Por encima de los inmóviles cipreses caia la luz dorada que llenaba toda la atmósfera. Ligia alzó hasta Vinicio sus azules ojos, como si en aquel instante despertara de un sueño; y el joven, al inclinarse entonces hacía ella y mirarla con ojos en que temblaba una súplica, presentóse á la sazón á la doncella, visto, á los reflejos de la tarde, como el más hermoso de los hombres, más hermoso que todos los dioses griegos y romanos cuyas estatuas había ella visto en las fachadas de los templos. Y oprimiéndola Vinicio con los dedos ligeramente el brazo, más arriba de la muñeca, la dijo: —¿No adivinas lo que te estoy diciendo, Ligia?

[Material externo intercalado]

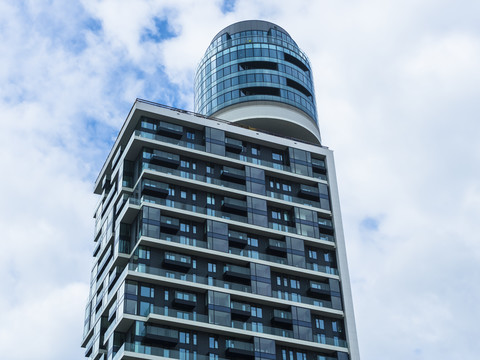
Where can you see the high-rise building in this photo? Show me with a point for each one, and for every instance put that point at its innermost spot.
(218, 233)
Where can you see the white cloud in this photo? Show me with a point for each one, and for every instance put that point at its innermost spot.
(397, 92)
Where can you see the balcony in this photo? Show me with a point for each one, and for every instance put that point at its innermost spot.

—No,—contestó ella en voz tan baja y contenida que el joven alcanzó apenas á oirla.

Mas él no la creyó. Tomó la mano de Ligia, atrájola más vigorosamente hacia su cuerpo, é iba á llevarla ya á su corazón, el cual, bajo la influencia de los deseos despertados por aquella virgen de maravillosa hermosura, daba palpitaciones semejantes á los golpes de un martillo, y la hubiera dirigido un torrente de frases llenas de fuego, si en ese instante no apareciera Plaucio, quien habiendo venido por un sendero que atravesaba un cerco de mirtos y aproximándose á los jóvenes, les dijo: —Se está poniendo el sol; así, pues, tened cuidado con el frío de la tarde. No hay que chancearse con Libitina.

(Proserpina. La Muerte.) —Me he quitado la toga—replicó Vinicio y no siento el frío.